Segundo dados do IBGE, nas décadas entre os anos 60 até começo dos anos 80, o mercado de trabalho foi 92% dominado pelos homens, porém entre essas décadas a média de filhos nas famílias brasileiras era de 3 a 4 crianças.
Esses dados mostram que talvez nossos pais (que constituíram família entre essas décadas) estejam enquadrados no padrão: homem trabalha e traz dinheiro para casa enquanto a mulher é a mãe dona da casa.
Agora, me diga sinceramente, você acredita que os relacionamentos eram abertos e cheio de liberdade e verdade, ou empurrar com a barriga era mais cômodo? E a sociedade falava abertamente sobre casais em crise?
Muitos de nós não temos referências nenhuma em como lidar com as crises, nunca fomos ensinados a falar sobre isso. Agora acrescente essa falta de ensinamento com a onda gigante de transformação que é o puerpério, difícil né?
A maioria dos casais com quem converso (dentro das rodas de conversa) relatam que a crise no puerpério só traz à tona questões que estavam guardadas e que não eram ditas e as diferenças de ideias em relação aos cuidados, criação e responsabilidade com os filhos(as) agravam ainda mais essa crise.
Mas por que isso acontece? Por que as crises aparecem? O que podemos fazer para evitar que a crise ganhe proporções ainda maiores? Para responder essas perguntas, vamos voltar um pouco e construir os 9 passos da linha do tempo familiar, isso vai nos ajudar a entender possíveis pontos de onde a crise pode nascer.

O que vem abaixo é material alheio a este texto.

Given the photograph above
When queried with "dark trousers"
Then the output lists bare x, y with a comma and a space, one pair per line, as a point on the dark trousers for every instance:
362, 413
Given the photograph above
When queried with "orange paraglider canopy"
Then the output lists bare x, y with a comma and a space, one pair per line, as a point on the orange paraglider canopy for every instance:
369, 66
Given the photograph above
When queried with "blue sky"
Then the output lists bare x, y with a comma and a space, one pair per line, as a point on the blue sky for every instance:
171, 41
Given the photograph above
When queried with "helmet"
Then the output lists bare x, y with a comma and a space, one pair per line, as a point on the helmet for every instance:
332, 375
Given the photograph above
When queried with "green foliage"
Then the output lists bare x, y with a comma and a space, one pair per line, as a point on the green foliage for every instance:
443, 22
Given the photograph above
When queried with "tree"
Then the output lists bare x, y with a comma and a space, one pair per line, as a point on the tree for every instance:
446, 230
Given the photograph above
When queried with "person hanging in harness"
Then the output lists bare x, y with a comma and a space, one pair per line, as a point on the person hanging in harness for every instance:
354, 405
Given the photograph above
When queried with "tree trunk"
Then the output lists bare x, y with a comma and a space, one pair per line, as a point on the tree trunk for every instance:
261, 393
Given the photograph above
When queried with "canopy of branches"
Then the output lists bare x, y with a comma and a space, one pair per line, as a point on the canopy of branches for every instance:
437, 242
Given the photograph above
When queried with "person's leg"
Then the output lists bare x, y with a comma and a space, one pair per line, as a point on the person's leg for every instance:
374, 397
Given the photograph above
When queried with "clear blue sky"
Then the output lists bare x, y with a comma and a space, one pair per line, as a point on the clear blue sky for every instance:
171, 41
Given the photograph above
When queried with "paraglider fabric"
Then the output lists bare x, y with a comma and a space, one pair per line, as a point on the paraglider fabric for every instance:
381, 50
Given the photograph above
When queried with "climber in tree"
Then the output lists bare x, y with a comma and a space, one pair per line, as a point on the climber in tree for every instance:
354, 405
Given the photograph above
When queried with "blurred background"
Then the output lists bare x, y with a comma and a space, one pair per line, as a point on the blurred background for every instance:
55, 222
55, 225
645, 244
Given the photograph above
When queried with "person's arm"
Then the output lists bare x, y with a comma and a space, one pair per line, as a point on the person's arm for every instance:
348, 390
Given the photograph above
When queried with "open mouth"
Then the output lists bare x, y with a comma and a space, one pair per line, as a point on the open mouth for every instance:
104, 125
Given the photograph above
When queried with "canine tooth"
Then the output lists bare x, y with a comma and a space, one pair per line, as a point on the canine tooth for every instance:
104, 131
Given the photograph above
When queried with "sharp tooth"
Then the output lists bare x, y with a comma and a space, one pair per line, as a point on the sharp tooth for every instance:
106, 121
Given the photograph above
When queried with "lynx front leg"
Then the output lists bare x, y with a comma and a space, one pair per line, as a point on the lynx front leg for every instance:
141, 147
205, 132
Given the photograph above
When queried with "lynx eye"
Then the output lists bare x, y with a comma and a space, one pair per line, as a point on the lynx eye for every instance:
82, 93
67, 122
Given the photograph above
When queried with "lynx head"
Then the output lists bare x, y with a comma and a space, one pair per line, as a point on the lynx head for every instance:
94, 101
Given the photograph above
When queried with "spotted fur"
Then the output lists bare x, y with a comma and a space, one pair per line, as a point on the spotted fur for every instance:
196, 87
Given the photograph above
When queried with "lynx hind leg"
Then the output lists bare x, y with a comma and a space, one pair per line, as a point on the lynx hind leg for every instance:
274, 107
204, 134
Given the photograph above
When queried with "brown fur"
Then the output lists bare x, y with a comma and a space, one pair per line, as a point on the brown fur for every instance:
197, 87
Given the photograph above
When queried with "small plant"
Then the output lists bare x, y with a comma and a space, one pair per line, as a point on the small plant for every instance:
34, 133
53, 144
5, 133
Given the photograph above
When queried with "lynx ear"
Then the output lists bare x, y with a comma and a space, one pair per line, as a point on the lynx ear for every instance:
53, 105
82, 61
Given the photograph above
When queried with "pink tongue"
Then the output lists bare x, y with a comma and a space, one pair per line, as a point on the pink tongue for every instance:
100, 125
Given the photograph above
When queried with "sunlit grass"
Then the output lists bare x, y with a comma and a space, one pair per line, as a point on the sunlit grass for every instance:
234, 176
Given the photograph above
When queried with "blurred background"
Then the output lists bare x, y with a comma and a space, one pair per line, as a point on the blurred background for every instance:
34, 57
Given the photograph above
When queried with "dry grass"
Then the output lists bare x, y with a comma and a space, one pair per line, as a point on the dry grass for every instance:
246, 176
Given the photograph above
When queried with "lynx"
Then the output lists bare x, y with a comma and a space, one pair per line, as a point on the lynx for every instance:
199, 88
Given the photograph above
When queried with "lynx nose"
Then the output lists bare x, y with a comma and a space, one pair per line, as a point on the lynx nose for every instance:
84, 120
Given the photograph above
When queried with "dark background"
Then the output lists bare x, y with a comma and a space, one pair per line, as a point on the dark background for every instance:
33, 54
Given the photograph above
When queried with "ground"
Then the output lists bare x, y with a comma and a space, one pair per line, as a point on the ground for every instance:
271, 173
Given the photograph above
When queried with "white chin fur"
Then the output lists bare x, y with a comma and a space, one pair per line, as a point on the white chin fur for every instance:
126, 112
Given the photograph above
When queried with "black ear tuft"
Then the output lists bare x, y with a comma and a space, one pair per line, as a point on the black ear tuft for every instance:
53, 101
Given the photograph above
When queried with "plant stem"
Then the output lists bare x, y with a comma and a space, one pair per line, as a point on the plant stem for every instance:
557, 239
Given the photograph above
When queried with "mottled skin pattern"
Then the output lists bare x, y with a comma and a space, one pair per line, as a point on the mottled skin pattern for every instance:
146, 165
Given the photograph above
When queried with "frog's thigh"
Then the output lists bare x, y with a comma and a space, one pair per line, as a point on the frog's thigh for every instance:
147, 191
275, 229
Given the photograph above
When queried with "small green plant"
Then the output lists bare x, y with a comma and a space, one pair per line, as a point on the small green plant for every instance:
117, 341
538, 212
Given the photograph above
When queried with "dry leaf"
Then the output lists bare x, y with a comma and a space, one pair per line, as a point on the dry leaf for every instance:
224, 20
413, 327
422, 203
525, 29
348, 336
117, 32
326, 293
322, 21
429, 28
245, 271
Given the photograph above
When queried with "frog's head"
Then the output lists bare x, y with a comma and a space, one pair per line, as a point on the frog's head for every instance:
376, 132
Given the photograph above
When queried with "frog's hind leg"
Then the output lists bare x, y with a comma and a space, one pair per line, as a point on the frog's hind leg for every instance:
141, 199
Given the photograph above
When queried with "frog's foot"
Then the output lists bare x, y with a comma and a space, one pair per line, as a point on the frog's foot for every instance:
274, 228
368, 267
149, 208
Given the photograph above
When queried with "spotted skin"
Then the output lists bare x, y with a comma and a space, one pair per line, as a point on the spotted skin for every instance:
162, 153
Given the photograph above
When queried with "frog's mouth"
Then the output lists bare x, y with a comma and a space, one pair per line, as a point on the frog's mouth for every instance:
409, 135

9 passos da linha do tempo familiar
1. Quero dividir minha vida com você
No início tudo é muito lindo e desafiador, construir uma relação com outra pessoa, morar junto, casar, viver como um casal. Algumas brigas acontecem, mas a questão é somente entre vocês dois.
2. O início da gestação
Aqui pode começar a surgir uma pequena crise, principalmente se a gestação não foi planejada, mas vamos pelo caminho do bom cenário. Felicidade pela descoberta da gestação e muito amor no ar, agora é um amor diferente, não é mais o amor de duas pessoas e sim de uma terceira que vai involuntariamente competir com a atenção dos dois. Os pais ainda não sabem, mas em breve esse serzinho vai tomar a maior parte da atenção de vocês.
3. Cuidados com a gestação
Neste ponto existe uma situação que é bem comum em casais heteronormativos, o não conhecimento (pelo lado de muitos homens) sobre a fisiologia feminina.
Mas vamos continuar no bom cenário. Digamos que o homem tenha um mínimo conhecimento sobre a fisiologia da mulher, ele acompanha todas as visitas de pré-natal, é participativo e tem interesse legítimo por todos os assuntos ligados a gravidez.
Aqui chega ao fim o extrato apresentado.